La criminalité féminine devant la Cour d'Assises de l'Hérault (1811-1870)

par Perrine Dubois

Thèse de doctorat en Histoire du Droit et des institutions

Sous la direction de Pascal Vielfaure.

Soutenue le 16-12-2014

à Montpellier 1 , dans le cadre de École doctorale Droit et science politique (Montpellier ; 2010-2014) , en partenariat avec Dynamiques du droit (Montpellier) (laboratoire) et de Dynamiques du droit / DD (laboratoire) .

Le président du jury était Éric Gasparini.

Le jury était composé de Pascal Vielfaure, Éric Gasparini, Martial Mathieu, Leah Otis-Cour.
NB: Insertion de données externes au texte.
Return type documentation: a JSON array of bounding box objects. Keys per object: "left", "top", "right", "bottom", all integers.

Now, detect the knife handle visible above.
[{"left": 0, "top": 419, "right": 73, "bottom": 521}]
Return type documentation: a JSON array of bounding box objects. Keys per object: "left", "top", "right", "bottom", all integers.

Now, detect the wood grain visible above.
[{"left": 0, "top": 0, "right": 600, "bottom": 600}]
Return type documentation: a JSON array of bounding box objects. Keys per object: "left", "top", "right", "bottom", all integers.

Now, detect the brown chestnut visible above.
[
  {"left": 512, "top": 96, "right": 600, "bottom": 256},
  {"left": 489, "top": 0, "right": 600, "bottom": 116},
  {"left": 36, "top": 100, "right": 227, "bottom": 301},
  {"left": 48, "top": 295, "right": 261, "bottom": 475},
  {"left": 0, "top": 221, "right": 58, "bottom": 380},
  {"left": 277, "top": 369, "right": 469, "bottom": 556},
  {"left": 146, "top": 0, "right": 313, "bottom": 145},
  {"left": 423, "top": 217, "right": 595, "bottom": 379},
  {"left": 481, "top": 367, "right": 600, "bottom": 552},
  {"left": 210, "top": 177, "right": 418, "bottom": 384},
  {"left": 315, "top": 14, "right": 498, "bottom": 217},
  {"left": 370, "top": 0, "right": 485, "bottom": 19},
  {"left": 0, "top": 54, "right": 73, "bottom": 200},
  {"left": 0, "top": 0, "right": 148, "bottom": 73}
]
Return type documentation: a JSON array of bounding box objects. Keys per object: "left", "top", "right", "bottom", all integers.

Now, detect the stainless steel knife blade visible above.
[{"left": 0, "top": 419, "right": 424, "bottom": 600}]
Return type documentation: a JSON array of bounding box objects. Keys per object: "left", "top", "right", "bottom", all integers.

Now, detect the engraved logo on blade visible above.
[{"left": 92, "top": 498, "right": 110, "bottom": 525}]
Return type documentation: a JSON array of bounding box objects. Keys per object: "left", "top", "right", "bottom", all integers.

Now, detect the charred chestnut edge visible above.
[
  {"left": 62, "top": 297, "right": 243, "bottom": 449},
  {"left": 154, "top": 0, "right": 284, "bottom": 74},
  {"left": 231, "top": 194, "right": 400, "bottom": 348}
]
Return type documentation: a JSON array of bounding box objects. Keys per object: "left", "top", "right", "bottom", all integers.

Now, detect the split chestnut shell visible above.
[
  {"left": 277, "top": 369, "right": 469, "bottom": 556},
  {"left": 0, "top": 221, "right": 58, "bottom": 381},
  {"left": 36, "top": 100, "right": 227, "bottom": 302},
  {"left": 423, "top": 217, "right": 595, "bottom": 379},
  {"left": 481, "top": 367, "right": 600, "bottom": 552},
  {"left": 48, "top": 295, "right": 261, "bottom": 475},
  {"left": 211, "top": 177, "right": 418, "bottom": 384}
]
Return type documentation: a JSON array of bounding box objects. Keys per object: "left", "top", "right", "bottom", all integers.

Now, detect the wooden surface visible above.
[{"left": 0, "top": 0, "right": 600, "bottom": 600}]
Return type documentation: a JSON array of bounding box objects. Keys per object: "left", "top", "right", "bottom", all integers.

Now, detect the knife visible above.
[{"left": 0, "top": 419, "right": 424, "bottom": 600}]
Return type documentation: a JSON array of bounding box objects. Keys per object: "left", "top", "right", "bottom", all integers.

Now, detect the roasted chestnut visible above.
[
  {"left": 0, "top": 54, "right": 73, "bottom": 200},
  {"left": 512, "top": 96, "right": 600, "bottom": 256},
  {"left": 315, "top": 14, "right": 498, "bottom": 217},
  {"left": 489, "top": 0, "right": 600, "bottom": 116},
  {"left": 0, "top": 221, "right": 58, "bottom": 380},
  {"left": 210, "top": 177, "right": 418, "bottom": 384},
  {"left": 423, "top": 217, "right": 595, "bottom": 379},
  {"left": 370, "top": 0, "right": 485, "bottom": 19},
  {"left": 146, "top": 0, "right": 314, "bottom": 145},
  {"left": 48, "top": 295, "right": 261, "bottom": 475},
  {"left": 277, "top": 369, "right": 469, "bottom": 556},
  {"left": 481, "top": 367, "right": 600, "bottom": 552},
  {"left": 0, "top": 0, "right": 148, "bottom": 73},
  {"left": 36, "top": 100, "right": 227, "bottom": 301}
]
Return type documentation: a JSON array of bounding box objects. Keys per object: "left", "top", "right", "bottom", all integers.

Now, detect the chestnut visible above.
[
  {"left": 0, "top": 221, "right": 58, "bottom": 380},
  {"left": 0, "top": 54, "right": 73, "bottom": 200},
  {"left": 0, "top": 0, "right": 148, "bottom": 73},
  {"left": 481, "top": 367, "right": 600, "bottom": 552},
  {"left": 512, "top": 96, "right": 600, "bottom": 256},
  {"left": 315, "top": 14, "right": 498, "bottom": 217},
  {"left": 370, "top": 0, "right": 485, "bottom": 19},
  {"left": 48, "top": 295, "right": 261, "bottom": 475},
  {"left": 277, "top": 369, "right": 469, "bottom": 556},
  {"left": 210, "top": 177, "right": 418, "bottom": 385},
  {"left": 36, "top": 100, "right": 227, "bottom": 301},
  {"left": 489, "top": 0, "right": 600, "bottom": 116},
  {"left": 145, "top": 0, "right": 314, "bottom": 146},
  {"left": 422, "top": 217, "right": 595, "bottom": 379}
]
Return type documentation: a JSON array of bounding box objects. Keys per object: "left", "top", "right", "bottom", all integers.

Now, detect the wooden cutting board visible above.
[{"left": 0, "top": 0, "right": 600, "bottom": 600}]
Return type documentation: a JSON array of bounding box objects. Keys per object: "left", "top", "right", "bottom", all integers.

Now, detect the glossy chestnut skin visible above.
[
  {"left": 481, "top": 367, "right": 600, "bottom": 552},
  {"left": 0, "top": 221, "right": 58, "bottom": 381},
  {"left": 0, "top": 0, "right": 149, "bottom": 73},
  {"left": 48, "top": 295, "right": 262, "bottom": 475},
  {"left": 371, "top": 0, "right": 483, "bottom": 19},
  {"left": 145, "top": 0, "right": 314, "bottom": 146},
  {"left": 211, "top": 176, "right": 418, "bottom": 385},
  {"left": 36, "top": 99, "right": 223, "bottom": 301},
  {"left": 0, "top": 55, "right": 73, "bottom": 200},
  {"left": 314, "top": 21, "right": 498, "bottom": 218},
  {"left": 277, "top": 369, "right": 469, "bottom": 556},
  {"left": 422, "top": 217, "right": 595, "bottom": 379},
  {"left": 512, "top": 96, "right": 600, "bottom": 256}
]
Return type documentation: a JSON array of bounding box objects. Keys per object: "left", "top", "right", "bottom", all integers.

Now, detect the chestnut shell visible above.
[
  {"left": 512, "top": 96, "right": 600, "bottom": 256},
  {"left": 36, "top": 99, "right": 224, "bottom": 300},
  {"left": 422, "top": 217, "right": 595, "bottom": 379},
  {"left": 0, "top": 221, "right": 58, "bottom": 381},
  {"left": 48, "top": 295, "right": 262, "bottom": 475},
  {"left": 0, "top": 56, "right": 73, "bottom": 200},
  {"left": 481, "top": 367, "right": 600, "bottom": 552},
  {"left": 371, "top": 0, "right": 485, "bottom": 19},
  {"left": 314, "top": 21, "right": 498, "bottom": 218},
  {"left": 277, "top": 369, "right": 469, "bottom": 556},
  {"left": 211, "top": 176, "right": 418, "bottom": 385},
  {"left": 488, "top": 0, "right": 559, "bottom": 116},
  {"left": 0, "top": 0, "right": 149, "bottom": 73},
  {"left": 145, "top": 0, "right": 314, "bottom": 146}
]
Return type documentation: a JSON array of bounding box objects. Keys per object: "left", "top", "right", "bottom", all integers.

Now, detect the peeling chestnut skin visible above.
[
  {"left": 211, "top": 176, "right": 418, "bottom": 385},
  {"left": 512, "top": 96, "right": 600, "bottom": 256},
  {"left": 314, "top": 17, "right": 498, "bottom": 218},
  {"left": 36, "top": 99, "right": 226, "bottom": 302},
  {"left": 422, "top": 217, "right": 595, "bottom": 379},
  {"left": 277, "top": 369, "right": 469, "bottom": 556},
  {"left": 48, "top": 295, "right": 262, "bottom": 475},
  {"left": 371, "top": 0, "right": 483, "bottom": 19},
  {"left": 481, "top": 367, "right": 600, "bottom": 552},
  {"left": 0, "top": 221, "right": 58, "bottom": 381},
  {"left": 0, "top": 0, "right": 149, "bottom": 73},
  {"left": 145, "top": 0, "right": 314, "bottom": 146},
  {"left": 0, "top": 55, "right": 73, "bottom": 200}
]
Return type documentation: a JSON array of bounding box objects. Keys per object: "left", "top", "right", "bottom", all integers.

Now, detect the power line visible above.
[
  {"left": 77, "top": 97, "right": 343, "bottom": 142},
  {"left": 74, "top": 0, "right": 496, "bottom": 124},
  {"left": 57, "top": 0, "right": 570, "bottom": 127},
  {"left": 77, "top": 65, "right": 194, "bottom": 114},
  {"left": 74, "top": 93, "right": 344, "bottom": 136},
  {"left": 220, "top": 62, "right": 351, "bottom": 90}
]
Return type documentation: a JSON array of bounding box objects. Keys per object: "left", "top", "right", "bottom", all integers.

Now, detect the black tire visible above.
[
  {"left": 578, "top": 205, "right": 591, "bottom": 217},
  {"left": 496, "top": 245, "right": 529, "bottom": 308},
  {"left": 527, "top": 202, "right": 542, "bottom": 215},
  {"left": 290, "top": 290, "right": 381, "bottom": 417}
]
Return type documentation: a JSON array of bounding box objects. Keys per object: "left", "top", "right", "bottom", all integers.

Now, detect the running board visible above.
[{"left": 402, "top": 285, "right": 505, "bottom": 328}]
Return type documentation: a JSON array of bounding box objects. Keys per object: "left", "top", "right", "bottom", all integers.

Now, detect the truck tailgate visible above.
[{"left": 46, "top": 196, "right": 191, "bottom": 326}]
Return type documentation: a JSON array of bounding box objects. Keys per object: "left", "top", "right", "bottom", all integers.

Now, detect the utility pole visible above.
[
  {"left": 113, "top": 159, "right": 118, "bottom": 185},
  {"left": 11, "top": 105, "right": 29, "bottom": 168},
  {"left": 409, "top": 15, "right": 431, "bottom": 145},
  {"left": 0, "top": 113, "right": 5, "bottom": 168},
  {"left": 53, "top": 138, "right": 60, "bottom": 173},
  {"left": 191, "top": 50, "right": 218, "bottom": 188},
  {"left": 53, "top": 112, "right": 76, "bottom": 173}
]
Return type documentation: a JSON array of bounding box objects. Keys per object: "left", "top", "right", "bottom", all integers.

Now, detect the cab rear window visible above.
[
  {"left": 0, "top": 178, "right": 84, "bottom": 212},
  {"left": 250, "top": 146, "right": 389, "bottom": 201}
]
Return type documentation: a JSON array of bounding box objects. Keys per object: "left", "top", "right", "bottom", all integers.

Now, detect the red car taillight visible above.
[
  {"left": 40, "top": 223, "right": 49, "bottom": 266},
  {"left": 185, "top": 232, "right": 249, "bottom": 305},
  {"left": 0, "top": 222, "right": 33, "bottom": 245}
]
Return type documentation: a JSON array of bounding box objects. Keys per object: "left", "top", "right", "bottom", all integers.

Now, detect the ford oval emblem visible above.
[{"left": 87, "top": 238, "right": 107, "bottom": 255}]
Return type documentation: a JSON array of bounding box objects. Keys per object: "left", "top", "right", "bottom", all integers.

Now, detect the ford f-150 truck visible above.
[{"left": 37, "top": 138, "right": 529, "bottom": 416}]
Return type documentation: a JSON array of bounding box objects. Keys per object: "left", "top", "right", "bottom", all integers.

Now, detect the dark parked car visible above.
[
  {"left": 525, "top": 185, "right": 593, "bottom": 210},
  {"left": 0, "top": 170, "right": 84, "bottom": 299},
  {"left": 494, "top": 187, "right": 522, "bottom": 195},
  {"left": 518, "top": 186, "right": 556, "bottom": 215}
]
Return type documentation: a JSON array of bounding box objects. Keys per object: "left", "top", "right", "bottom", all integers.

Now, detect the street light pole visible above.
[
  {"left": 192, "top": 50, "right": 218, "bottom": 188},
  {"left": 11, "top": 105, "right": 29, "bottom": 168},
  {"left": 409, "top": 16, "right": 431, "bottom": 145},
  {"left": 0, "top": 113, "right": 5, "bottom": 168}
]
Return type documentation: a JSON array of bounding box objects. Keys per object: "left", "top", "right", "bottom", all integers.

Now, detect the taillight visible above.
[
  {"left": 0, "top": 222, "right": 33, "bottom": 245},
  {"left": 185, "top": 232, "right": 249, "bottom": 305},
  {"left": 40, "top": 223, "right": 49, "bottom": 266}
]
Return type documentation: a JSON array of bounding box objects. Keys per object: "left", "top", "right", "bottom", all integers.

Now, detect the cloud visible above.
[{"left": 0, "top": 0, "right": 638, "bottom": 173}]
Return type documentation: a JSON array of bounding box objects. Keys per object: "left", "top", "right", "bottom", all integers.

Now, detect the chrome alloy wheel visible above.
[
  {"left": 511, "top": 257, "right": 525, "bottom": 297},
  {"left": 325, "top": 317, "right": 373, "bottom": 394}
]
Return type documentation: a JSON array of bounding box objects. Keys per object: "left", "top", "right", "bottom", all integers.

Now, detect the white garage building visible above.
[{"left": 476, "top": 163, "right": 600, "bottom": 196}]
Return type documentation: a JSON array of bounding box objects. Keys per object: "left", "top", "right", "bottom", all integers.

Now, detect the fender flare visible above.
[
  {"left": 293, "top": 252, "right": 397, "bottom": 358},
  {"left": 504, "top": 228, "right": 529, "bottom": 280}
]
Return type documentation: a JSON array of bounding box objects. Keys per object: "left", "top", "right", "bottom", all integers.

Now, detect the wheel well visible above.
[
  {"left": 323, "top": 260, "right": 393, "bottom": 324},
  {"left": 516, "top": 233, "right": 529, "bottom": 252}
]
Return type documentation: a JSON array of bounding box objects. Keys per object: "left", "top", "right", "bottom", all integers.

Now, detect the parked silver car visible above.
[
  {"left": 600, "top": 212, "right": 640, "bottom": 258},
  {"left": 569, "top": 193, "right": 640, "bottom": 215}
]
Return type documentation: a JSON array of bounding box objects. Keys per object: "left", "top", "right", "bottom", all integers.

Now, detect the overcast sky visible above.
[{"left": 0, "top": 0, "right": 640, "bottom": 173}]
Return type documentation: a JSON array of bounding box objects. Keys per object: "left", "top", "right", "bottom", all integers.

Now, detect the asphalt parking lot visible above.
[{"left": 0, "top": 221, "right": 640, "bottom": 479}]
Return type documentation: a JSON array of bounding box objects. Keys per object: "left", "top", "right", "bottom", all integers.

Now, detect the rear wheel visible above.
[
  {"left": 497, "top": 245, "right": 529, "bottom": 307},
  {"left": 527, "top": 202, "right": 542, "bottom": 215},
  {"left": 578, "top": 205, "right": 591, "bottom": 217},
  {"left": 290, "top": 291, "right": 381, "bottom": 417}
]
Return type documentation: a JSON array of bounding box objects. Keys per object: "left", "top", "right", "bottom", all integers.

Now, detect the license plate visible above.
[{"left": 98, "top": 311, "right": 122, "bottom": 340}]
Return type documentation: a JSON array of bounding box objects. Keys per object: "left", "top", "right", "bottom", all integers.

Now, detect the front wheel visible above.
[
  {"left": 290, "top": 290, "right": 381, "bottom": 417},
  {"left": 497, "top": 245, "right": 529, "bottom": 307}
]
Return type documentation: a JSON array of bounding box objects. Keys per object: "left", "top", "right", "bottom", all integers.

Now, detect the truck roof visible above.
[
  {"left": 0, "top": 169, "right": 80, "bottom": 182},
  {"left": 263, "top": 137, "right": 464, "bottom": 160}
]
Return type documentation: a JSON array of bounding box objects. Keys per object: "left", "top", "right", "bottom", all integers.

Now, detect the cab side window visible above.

Les rapporteurs étaient Martial Mathieu.


  • Résumé

    La criminalité féminine est marginale, atypique et paradoxale dans l'Hérault comme au niveau national. Marginale car la femme ne correspond qu'à un sixième des accusés. L'Hérault ne fait pas exception avec ses quinze pour cent d'accusés de sexe féminin. Atypique par rapport aux crimes supposés féminins. Bien que certains crimes semblent plus spécifiquement féminins car ils sont liés à la maternité et à la conjugalité, la participation des femmes à tous les autres crimes permet de relativiser le concept de criminalité féminine. Dans l'Hérault, bien que relativement absente de la criminalité, la femme est surreprésentée en matière d'infanticide, d'avortement et d'empoisonnement. Toutefois, sa participation aux atteintes contre la propriété (vol) et à certaines atteintes contre les personnes (coups et blessures, etc.) nuance l'existence d'une criminalité spécifiquement féminine. Il en résulte que la criminalité féminine est paradoxale, parce que les « faibles » femmes supposées incapables de commettre des crimes violents (leur rôle social les protégeant) accomplissent cependant les crimes qui comptent parmi les plus atroces. La contradiction réside aussi dans l'indulgence des sanctions réservées aux femmes auteurs de ces crimes. Il est difficile d'admettre que chaque sexe aurait des prédispositions pour commettre tel ou tel crime. La criminalité est davantage le résultat de facteurs criminogènes qui dépendent de circonstances sociologiques, économiques, psychiques et biologiques, communs aux deux sexes.

  • Titre traduit

    Women’s criminality for The Assize Court in Herault (1811 – 1870)


  • Résumé

    Women's criminality keeps marginal, atypic, and paradoxical, in the department of Herault as on a national level. « Marginal » because women only squares with five sixths of the accused. Herault is not an exception ,with its fifteen per cent of female accused. « Atypic » in relation to the supposed female crimes..Although some crimes seem more specifically feminine because they are linked with motherhood and conjugal life, the women's contribution to any other crime allow the concept of « women's criminality » to be softened. In Herault,even though the woman is rather absent from criminality, she is over-represented concerning child murder, abortion, or poisoning. However, her contribution to breaches against properties ( robberies), and to people ( assault and battery) moderates the existence of a specific female criminality. So the outcome is that female criminality is « paradoxical » because « weak » women, meant unable to commit violent crimes (their social part protect them from killing), commit the crimes which are ranked among the most abominable. The contradiction consists in the leniency of the punishments against women who have committed such crimes too. It is difficult to admit that each sex would have propensity to such or such a crime. Criminality is more the result of factors which depend on sociological, economical, psychic and biological circumstances, common to both sexs.